MSCI’s broadest index of Asia-Pacific shares outside Japan dipped 0.3 per cent after three consecutive sessions of gains.

Japan’s Nikkei skidded 0.8 per cent while South Korean shares slipped 0.5 per cent. Australia’s benchmark index was a touch firmer. Liquidity is expected to be relatively thin with market holidays in Singapore, Malaysia, Indonesia and Thailand.

“The market has turned its focus to the continuing political situation in Italy,” said Nick Twidale, Sydney-based analyst at Rakuten Securities Australia.

“This should keep the risk trades pressured to the downside.... (The) focus will remain on the on-again, off-again U.S.-North Korean summit and the U.S.-China trade relationship as we move through the Asian trading session,” Twidale added.

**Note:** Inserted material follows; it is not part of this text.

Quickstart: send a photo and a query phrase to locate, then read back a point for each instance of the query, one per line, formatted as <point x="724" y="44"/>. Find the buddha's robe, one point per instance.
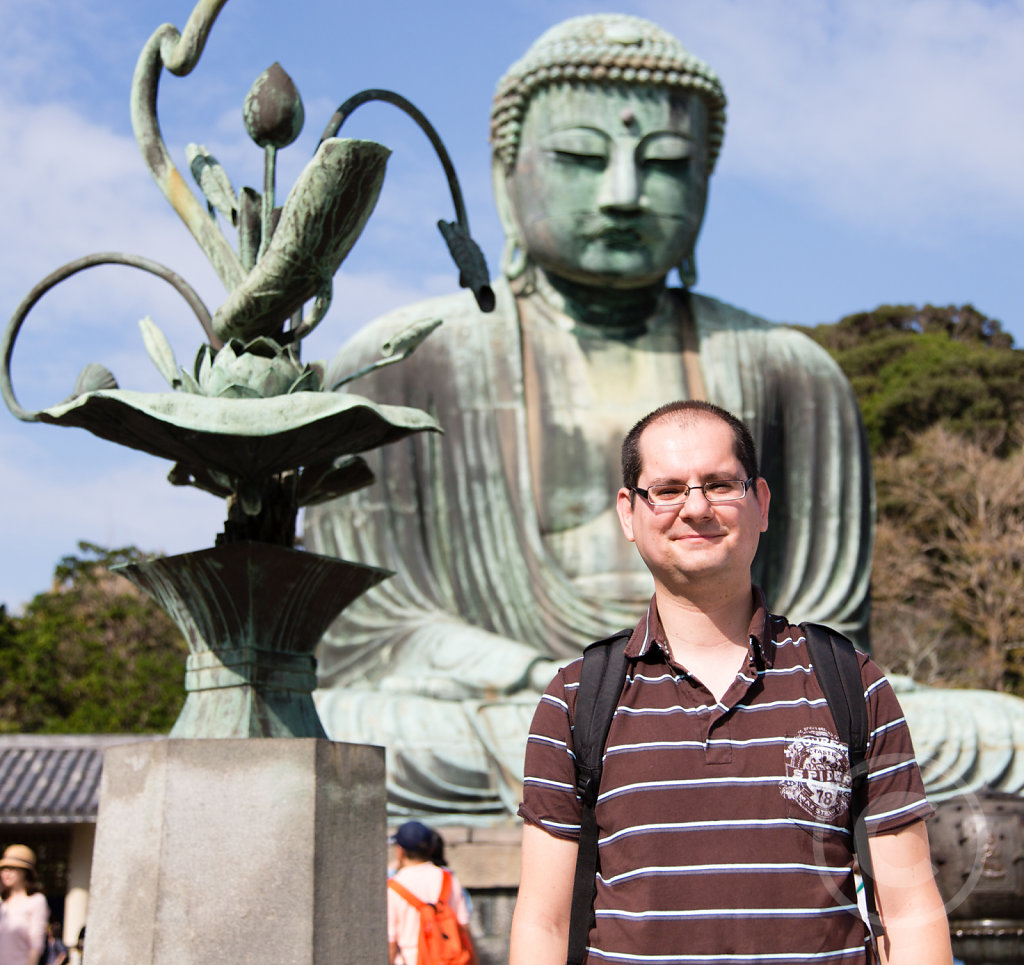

E-Mini futures for the S&P500 gained 0.1 per cent. Globally, trade was subdued overnight with market holidays in the world’s two biggest financial centres – London and New York.

The tick up in U.S. stock futures came as South Korean President Moon Jae-in flagged more impromptu talks and summits with North Korea’s Kim Jong-un after the pair’s surprise meeting at the weekend.

Kim has reaffirmed his commitment to “complete” denuclearization of the Korean peninsula, Moon said, as U.S. officials seek to revive what would be a historic meeting between President Donald Trump and Kim.

Italy elections

European shares were hammered overnight by worries over snap polls in Italy after the anti-establishment 5-Star and League parties abandoned plans to form a government.

Investors feared Italy’s election campaign could focus on the country’s continued membership of European institutions and strengthen the populist parties’ hand.

Adding to the uncertainty, Spanish Prime Minister Mariano Rajoy will face a vote of confidence in his leadership on Friday.

Europe’s STOXX 600 skidded 0.3 per cent on Monday and Italy’s FTSE MIB benchmark index fell 2.1 per cent to its lowest since early March.

The euro was last at $1.1617 from Monday’s $1.1608, its lowest since early November.

“It is clear that the bitter political battle (in Italy) will continue,” ANZ analysts said in a note. “In this environment, uncertainty and market turbulence look set to continue.”

The dollar rose 0.2 per cent against a basket of major currencies to stay near the highest since mid-November.

Against the safe harbour yen, the dollar dipped to 109, not far from a recent three-week trough of 108.94.

Analysts will next focus their attention on U.S. inflation data due later in the week which could provide clues to future interest rate rises ahead of the Federal Reserve policy meeting next month.

Another potential overhang for Asian emerging markets was an ongoing truckers’ strike in Brazil to protest rising fuel prices.

Brazilian equities plunged more than 4 per cent on Monday to their lowest level this year.

“The Brazilian strike (will) potentially feed through into higher food prices, with negative implications for EM Asia,” analysts at JPMorgan said in a note.

Oil stayed on a slippery slope on rising expectations that major producers may reverse some of the production cuts they have maintained for 17 months.

U.S. crude futures stumbled to six-week lows and looked set for a fifth straight day of declines. It was last down 1.7 per cent at $66.76 a barrel.

Brent crude futures edged up 0.2 per cent after dropping to $74.49 per barrel on Monday, their lowest in about three weeks. They were last at $75.43.

Spot gold was barely changed at $1.344.7 an ounce.